Problem
You are playing a card game, where each card has an integer number written on it.
To play the game, you are given some cards — your hand. Then you arrange the cards in your hand into straights. A straight is a set of cards with consecutive values; e.g. the three cards {3, 4, 5}, or the single card {7}. You then receive a number of dollars equal to the length of the shortest straight. If you have no cards, you can form no straights, so you get zero dollars.
You will be given a series of test cases, each of which describes the cards you will have in your hand. Find the maximum number of dollars you can receive for each test case.
Input
The first line of the input contains the number of test cases, T.
Each test case consists of one line.

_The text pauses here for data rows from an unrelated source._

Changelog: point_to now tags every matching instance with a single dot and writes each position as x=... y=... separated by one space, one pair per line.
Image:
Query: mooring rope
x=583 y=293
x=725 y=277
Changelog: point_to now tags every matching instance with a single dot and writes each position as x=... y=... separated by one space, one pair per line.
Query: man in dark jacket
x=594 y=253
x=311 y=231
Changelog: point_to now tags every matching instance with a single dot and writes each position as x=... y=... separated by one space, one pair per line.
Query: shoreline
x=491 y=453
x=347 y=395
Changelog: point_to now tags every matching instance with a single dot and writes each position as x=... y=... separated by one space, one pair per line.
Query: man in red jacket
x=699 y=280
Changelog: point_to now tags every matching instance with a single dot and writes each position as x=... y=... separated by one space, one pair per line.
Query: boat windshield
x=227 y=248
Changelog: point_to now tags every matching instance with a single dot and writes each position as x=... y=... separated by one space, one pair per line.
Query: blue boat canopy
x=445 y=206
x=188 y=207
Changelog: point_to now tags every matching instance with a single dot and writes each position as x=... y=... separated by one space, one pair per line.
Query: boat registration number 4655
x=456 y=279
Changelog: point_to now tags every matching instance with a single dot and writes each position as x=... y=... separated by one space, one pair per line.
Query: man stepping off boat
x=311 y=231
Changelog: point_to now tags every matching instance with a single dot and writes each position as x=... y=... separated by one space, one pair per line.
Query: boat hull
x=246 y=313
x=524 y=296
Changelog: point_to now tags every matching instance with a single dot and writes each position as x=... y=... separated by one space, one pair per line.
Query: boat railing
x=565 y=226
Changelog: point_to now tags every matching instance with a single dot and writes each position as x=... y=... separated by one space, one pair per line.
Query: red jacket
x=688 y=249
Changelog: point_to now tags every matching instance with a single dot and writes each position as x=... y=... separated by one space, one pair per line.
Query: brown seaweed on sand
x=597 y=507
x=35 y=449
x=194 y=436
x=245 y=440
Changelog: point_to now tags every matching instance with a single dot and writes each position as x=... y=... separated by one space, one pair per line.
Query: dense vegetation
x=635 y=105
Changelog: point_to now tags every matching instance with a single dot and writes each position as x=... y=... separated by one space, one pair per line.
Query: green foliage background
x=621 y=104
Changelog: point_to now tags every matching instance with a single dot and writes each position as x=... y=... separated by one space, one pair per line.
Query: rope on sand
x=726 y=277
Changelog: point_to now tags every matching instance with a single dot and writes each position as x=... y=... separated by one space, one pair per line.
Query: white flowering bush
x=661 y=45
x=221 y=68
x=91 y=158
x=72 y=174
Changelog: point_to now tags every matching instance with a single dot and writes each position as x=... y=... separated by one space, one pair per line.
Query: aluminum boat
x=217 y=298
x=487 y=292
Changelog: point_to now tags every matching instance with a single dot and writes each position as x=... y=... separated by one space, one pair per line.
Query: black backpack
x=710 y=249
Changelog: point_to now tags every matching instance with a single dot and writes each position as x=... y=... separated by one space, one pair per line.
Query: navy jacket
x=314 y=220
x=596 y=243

Each line contains N, the number of cards in your hand, followed by N integers giving the numbers on those cards. These numbers are all space-separated.
Output
For each test case, output one line containing "Case #x: y", where x is the case number (starting from 1) and y is the maximum number of dollars you can receive.
Limits
1 ≤ T ≤ 100
The numbers on the cards are between 1 and 10000.
Memory limit: 1GB.
Small dataset (Test set 1 - Visible; 4 Points)
0 ≤ N ≤ 10
Time limit: 30 4 seconds.
Large dataset (Test set 2 - Hidden; 12 Points)
0 ≤ N ≤ 1000
Time limit: 60 8 seconds.
Sample
4 10 1 2 3 4 5 10 9 8 7 6 8 101 102 103 104 105 106 103 104 0 5 1 2 3 4 9
Case #1: 10 Case #2: 4 Case #3: 0 Case #4: 1
In case 1, you have ten cards numbered 1 to 10, so you make one straight of length 10, and get 10 dollars.
In case 2, you could make two straights {101,102,103,104,105,106} and {103,104} and get 2 dollars. But it would be better to make {101,102,103,104} and {103,104,105,106} and get 4 dollars.
In case 4, the card with the number 9 must be in a straight containing only that card. So you get 1 dollar.
In case 3, you have zero cards, so you get zero dollars. You don't get money for nothing.